Future directions and conclusion

Future research on the LoM and the VoM is likely to focus on refinement rather than expansion of current concepts. Imaging advances using cardiac CT and MRI have already demonstrated utility in identifying the VoM and adjacent atrial anatomy, and further optimization of venous phase reconstruction may improve procedural planning and cannulation success.17,25 On the electrophysiologic side, higher-density mapping and improved signal interpretation are helping operators better distinguish Marshall bundle activity from far-field left atrial signals, which may reduce unnecessary ablation and clarify mechanisms of recurrent arrhythmia.12,26

Patient selection remains a major unresolved issue. Clear guidelines are needed to identify patients who are most likely to benefit from Marshall complex targeting. Evidence from multiple studies suggests that adjunctive VoM-EI provides the greatest benefit in persistent AF, yet outcome variability remains substantial, underscoring the need for longer follow-up and multicenter data.14,16,23 Further work is also needed to define the relative contributions of myocardial ablation versus autonomic modulation, as experimental and clinical studies continue to show that the LoM functions as an important parasympathetic conduit.10,15,28

Finally, procedural safety and technical standardization will remain priorities. Ongoing evaluation of complication profiles, ethanol dosing strategies, and cannulation techniques is essential to ensure reproducibility across centers and operators.22 As understanding of the Marshall complex deepens, its role may evolve from an adjunctive maneuver to a more systematically applied component of substrate-based ablation in selected patients.

LIMITATIONS

This review has a few important limitations. As a narrative review, it is inherently subject to selection bias and does not include formal quality or risk-of-bias assessment. The available studies on the LoM and VoM are highly heterogeneous in terms of patient populations, mapping methods, and ablation strategies, limiting direct comparisons and generalizability. Given the broad scope that covers anatomy, embryology, electrophysiology, and clinical interventions, which limits depth in certain highly specialized areas, it may explore some topics exhaustively. One should consider these limitations when interpreting the conclusions of this review.

CONCLUSION

The LoM is a small but functionally significant structure that connects the left atrium to the coronary sinus via both muscular and autonomic pathways. Its involvement in atrial arrhythmogenesis, particularly in persistent AF and perimitral flutters, underscores its clinical relevance. Modern techniques, especially VoM-EI, allow extensive modification of arrhythmogenic myocardial tissue and regional autonomic input.
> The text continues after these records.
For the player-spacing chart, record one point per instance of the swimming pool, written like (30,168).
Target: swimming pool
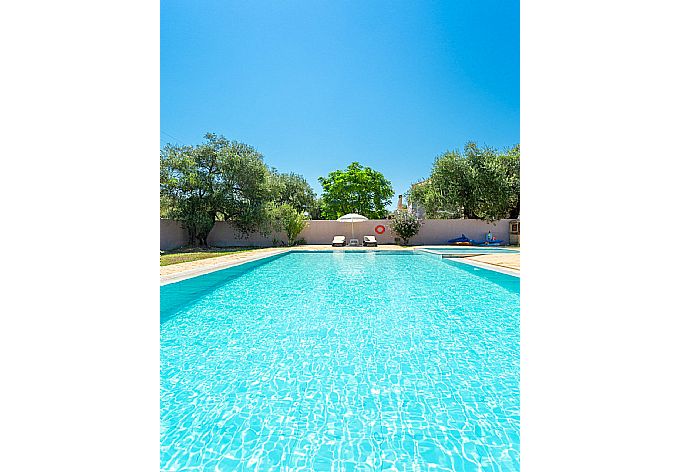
(377,360)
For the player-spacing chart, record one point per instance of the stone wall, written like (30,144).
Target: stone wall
(322,231)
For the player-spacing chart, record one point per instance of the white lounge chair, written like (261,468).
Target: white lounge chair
(370,241)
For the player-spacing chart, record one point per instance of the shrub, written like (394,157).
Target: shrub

Incorporating LoM targeting into complex AF ablation procedures improves long-term outcomes and enhances understanding of atrial substrate modification. As evidence expands, the Marshall complex is likely to remain a selective, mechanism-driven adjunct in advanced AF ablation.

Ethical approval:

Institutional Review Board approval is not required.

Declaration of patient consent:

Patient’s consent not required as there are no patients in this study.

Conflicts of interest:

There are no conflicts of interest.

Use of artificial intelligence (AI)-assisted technology for manuscript preparation: The authors confirm that they have used artificial intelligence (AI) technology to assist with the writing or editing of the manuscript or the creation of images.